Since the merger, InBev has laid off a significant number of Anheuser
Busch employees, most of whom worked at the St. Louis headquarters.
Where the merger created duplication of job duties, those being
terminated have to-date been from AB, not InBev. There is a great deal
of speculation and trepidation around the St. Louis area about the
long-term fate of the remaining employees, as well as worry about how
the new company will view the many and varied civic contributions the
company has made to St. Louis and the many other U.S. areas in which it
has operations.
View 1 – AB acted as a well-managed business that takes the actions
necessary to remain competitive in a very competitive market. If AB had
not approved the merger, its profits and stock price would have fallen,
and investment capital would have fled the company. As difficult as the
decision was, AB operates in a very competitive environment and owes its
stockholders the best return it can provide.

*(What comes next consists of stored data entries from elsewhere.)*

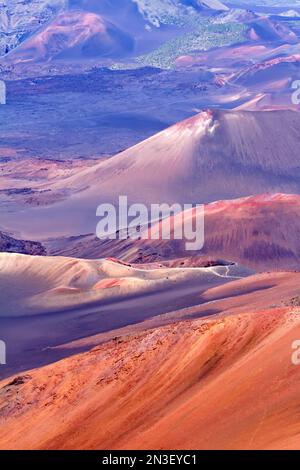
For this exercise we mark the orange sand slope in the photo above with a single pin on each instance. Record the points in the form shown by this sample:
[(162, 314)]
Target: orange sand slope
[(226, 382)]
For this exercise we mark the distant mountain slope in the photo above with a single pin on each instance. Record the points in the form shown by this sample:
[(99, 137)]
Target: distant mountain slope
[(260, 232), (214, 155), (73, 35), (11, 245), (19, 19)]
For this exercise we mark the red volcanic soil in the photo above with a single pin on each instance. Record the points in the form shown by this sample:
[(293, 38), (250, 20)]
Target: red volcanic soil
[(220, 383), (214, 155), (261, 232)]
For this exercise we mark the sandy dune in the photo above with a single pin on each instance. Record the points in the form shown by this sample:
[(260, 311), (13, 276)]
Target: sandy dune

View 2 – The decision to sell the company was both short-sighted and,
ultimately, a bad business decision. Any short term benefits AB
stockholders reaped from the merger will be more than offset by U.S. job
losses, lower tax revenues for States and the U.S. Government, and
damage to the U.S. communities in which the company operates. Employees
whose employers are loyal to them during difficult times repay that
loyalty to the company through hard work. Employees who view themselves
as economic pawns to be added or discarded as needed will feel only a
marginal commitment to the new AB and their work performance will
reflect the negative opinion they hold of their employer.